Earlier this year, a study published in the JAMA Internal Medicine found that eating too much sugar — regardless of age, gender, physical activity levels, weights, and dietary habits — can kill you by increasing your risk of heart disease. The study found that individuals who consumed more than 21 percent of daily calories from added sugar (e.g. able sugar, brown sugar, high-fructose corn syrup, maple syrup, honey, molasses, and other caloric sweeteners) had double the risk of death from heart disease than those who consumed less than 10 percent. People who ate 17 percent to 21 percent of their daily calories from added sugar had a 38 percent higher risk of death from heart disease.

But most importantly, exposing your child to sugar only makes them crave it more in the long run. In 2012, Dr. Sanjay Gupta investigated how doctors see sugar in an excerpt of CBS’ 60 Minutes, and speaks with Dr. Robert Lustig, a California-based endocrinologist about why we crave sugar. “We love it. We go out of our way to find it,” says Dr. Lustig to Dr. Gupta. “I think one of the reasons evolutionarily is because there is no food stuff on the planet that has fructose that is poisonous to you. It is all good. So when you taste something that’s sweet, it’s an evolutionary Darwinian signal that this is a safe food.”

Scientists have even compared sugar to cocaine and other drugs, citing that sugar works similarly as drugs by activating our brain’s reward system. Researchers from Yale University, who published their findings in the Archives of General Psychiatry, noted sugar becomes an addiction in many people.

“Based on numerous parallels in neural functioning associated with substance dependence and obesity, theorists have proposed that addictive processes may be involved in the etiology of obesity,” write the authors of the study. “Food and drug use both result in dopamine release in mesolimbic regions [of the brain] and the degree of release correlates with subjective reward from both food and drug use.”

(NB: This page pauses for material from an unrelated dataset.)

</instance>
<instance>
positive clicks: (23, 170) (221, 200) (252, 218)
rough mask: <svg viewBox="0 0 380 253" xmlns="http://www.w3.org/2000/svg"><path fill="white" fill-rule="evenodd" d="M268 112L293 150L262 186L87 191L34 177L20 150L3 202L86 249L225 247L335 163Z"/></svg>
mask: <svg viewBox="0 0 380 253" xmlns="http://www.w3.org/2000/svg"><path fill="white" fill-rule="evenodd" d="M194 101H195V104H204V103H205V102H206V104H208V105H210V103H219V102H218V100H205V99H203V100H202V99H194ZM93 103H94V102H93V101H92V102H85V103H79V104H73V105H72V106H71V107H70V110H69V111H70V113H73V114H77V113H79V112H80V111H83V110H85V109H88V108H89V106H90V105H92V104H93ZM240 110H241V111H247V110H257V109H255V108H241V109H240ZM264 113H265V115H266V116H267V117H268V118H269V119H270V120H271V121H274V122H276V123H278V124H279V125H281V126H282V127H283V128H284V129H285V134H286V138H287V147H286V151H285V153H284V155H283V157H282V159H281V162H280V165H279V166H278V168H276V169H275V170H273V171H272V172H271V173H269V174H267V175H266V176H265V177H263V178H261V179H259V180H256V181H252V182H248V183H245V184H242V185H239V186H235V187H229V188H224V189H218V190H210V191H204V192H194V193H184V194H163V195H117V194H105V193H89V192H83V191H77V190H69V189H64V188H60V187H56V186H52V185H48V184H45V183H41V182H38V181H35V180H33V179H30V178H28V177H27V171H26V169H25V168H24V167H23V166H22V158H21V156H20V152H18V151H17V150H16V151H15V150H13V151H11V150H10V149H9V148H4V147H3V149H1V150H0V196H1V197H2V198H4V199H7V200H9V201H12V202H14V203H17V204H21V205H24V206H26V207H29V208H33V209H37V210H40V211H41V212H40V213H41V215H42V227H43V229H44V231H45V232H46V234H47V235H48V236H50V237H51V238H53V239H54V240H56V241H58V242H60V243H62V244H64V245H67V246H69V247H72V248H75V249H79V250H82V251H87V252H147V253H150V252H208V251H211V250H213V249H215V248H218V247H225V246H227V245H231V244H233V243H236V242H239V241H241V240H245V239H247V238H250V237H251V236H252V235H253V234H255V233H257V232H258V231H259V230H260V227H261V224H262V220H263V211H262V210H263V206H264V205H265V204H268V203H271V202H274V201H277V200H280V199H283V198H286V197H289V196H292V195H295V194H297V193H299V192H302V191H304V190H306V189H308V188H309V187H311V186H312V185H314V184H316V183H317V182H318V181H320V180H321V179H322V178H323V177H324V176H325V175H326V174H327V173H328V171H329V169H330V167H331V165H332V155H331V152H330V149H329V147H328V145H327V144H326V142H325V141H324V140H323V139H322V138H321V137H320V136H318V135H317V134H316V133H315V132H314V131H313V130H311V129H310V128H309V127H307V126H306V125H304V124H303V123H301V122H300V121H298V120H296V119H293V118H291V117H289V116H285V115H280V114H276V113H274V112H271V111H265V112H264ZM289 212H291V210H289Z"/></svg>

While you will find professionals on both sides of the sugar debate, one thing is for sure: opting for a low-sugar diet may be a good change to make! The quickest way to make a change is to see how much accidental sugar you are consuming. For instance, read the labels of any “healthy” snacks or drinks. You would be surprised to find many of these items contain a shockingly high quantity of sugar. Additionally, you can also replace sugary treats with snacks that are naturally sweet. For instance, swap ice cream for a frozen banana ice cream.

How much sugar is a healthy amount for children? The American Heart Association recommends that children limit their sugar intake to 3 to 8 tablespoons a day. This value may vary based on their age and daily caloric intake.